At the tip of a fatigue crack, there is a high stress concentration. So, when a load is applied (for example the cabin is pressurised), this causes the yield stress of the material to be exceeded in a small area surrounding the crack tip. As a result, a small zone around the crack tip is plasticly deformed. Remember that plastic deformation is permanent, even if the load is removed. However, the surrounding material is still elastic. That means that when the load is removed again (for example the cabin is depressurised after landing), the elastic material ‘wants’ to return to its original shape. However some of this material will find a lump of plasticly deformed material blocking this return. This results in a compressive stress (think of it as a pressure) on the plastic zone, squeezing it together. As the tip of the crack will be in the centre of the plastic zone, the end-result is that the sides of the crack are forced together. This makes it harder to grow the crack, so any crack growth will be slowed down. The larger the load you apply, the larger the plastic zone, and the stronger this effect will be.

Plastic Def Crack Tip
Example of the effect of plastic deformation at the crack tip. When the elastic material ‘wants’ to return to its original shape when the load is removed, it is blocked by the plasticly deformed material. This causes the surrounding material to squeeze the plasticly deformed material, which will force the crack faces together.

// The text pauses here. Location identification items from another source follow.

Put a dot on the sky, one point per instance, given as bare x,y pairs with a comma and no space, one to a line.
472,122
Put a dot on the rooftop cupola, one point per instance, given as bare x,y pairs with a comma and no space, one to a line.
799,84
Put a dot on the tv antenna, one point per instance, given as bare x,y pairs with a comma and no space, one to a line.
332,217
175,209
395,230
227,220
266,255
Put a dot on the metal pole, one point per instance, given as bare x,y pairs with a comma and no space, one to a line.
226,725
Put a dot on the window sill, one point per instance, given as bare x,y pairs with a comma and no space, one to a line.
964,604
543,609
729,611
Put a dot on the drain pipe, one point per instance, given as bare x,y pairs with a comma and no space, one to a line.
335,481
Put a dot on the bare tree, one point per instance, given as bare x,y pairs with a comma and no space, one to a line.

Normally a large load will cause a large amount of crack growth. However, if you apply just one large load, and then lots of small ones, the plastic zone caused by the initial large load will slow down the crack growth during the subsequent cycles, and it will take the crack longer to grow.

This is what happened in the case of the de Havilland test. The test fuselage used for the fatigue test was first used to check whether the design was resistant to over-pressurisation of the fuselage. It was pumped up to twice the pressure difference expected to be encountered in service, and another 20 times up to pressures varying between the maximum service pressure difference and twice the maximum pressure difference. In other words, de Havilland’s engineers unwittingly applied a large load on the structure right before the fatigue test, causing large plastic deformations. Consequently, during the fatigue test the cracks that were present in the fuselage (caused by drilling the rivet holes needed for assembly) grew much more slowly than those in the aircraft used in service. The safe life calculated from the fatigue test was therefore much too long.

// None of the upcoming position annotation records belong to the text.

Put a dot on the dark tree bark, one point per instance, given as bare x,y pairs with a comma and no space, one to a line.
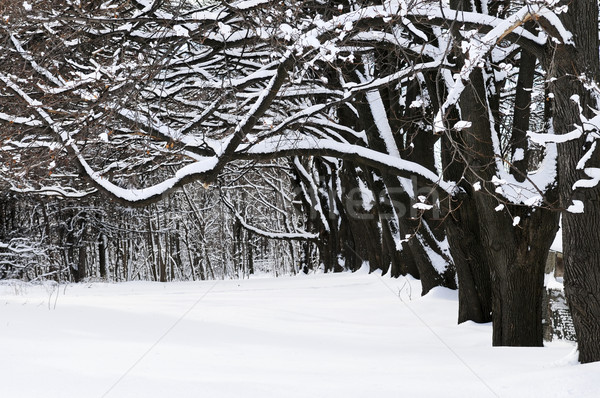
515,254
581,232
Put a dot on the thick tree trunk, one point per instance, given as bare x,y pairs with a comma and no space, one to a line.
581,232
515,252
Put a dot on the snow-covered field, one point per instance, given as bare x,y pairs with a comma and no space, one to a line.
344,335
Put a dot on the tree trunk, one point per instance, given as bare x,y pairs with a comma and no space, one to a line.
581,232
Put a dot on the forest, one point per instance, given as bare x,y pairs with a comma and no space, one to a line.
191,140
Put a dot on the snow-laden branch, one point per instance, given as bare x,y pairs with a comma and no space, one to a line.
280,147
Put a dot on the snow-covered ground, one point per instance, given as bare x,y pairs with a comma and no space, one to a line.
344,335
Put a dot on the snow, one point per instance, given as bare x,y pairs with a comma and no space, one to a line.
576,207
350,335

Although the window design was not ideal**, it is not knowing that the fatigue test was not reliable, that made the engineers sign off the Comet’s design as safe.

With the results of the RAE investigation de Havilland’s engineers set to work designing an improved version of the Comet that would not suffer from the same fatigue problems. This eventually became the Comet 4, which entered service in 1958. Although Comets continued to serve until 1997, the crashes of 1954 and subsequent groundings had allowed the US to catch up. The Comet had to face stiff competition from the Boeing 707 and Douglas DC-8, and never achieved the success that was hoped for it.

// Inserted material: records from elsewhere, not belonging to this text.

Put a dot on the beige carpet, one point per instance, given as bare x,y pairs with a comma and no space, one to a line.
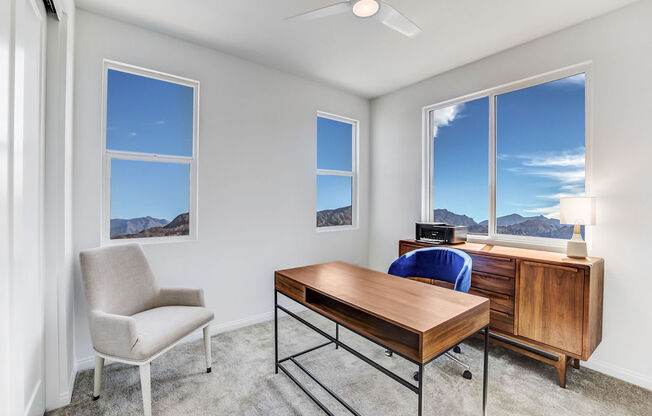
243,382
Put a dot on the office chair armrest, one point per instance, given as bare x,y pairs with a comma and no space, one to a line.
181,297
113,334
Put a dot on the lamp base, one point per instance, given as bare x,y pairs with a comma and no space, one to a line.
576,249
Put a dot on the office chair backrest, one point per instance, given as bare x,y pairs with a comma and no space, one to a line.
118,280
441,263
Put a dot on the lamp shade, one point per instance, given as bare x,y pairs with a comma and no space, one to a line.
579,210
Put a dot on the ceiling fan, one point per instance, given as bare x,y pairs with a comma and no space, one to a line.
366,9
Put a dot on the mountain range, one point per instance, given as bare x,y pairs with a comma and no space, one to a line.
339,216
512,224
152,227
121,226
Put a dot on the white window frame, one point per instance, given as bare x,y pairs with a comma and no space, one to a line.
108,155
353,174
427,191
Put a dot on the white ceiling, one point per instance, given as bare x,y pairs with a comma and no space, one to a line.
358,55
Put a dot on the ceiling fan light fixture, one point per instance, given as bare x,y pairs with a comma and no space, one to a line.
365,8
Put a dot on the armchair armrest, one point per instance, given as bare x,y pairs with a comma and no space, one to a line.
181,297
113,334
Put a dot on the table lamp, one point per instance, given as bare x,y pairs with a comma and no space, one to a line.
577,210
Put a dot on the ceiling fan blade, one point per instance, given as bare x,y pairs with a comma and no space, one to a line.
392,18
337,8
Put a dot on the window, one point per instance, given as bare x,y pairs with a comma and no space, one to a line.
150,155
460,145
500,160
337,139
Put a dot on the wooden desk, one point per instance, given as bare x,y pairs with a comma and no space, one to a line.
544,305
415,321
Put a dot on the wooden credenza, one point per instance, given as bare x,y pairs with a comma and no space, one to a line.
542,304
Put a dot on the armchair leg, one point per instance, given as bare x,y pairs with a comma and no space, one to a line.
97,385
146,387
207,349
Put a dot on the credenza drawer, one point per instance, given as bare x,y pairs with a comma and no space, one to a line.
498,301
406,248
501,321
494,283
494,265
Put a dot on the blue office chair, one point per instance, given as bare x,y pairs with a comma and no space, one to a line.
439,263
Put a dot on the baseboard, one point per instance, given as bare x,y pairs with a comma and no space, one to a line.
620,373
88,363
29,409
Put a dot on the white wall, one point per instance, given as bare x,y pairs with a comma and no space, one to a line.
257,160
620,45
22,76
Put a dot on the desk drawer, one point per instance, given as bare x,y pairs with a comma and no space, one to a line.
494,283
498,301
494,265
290,288
501,321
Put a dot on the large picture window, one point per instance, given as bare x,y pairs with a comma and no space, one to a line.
150,152
337,139
499,161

A Comet 4B operated by British European Airlines. Photo: Ralf Manteufel, licensed via Wikimedia Commons under the GNU Free Documentation License v 1.2

Whenever you are the first to do something, the spectre of unknown unknowns is always lurking. Although the Comet may not have been a commercial success, it did inaugurate the jetliner era, and it is the investigations into its crashes that gave us the knowledge that makes modern air travel so safe.

*A government document, basically saying that a certain type of aircraft is safe and granting permission to fly it.

** For the aircraft that crashed into the Mediterranean the fatal cracks didn’t start at a passenger window, but at a rivet near an ADF window; a cut-out in the fuselage covered with a fibre-glass panel. This window isn’t transparent to visible light, but it is to radio-waves, which are used by the Automatic Direction Finder, a navigational instrument.